I don’t think I’m a fan," wrote itscustomtaylored on Tumblr. 

I feel like a lot of the entries aren’t just illustrating the sexism in cover design, but are also mocking the type of literature that usually merits “female” book covers. Look at the entries for Coverflip: how many do you think intend for the “female” cover to be better than the “male” cover? 

I think the challenge also generalizes what men and women authors write, via tropes in cover design. All the female-gendered covers look like Danielle Steel novels, and the implication is that female-gendered covers are frivolous; I know the point Coverflip is trying to make is that female authors are not frivolous, by extension, but I don’t know how much that translates.

Judging by the number of readers who have been discussing how to create actual change in the industry, the point seems to have come through loud and clear. 

Long after discussion over Coverflip has quieted, the covers themselves will remain a lightning rod for debate within the book blogosphere.
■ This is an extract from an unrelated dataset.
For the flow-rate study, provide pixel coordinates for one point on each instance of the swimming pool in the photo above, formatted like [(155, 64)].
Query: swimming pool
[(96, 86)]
Covers are most often the biggest factor in a book's success or failure, and no matter how much debate Coverflip may have sparked, the publishing industry is unlikely to overhaul its design practices—much less its marketing practices—as a result. 

As long as book covers continue to serve as the most visible sign of the publishing industry's sociocultural biases, there will be readers and writers for whom simply photoshopping the covers to prove a point isn't enough.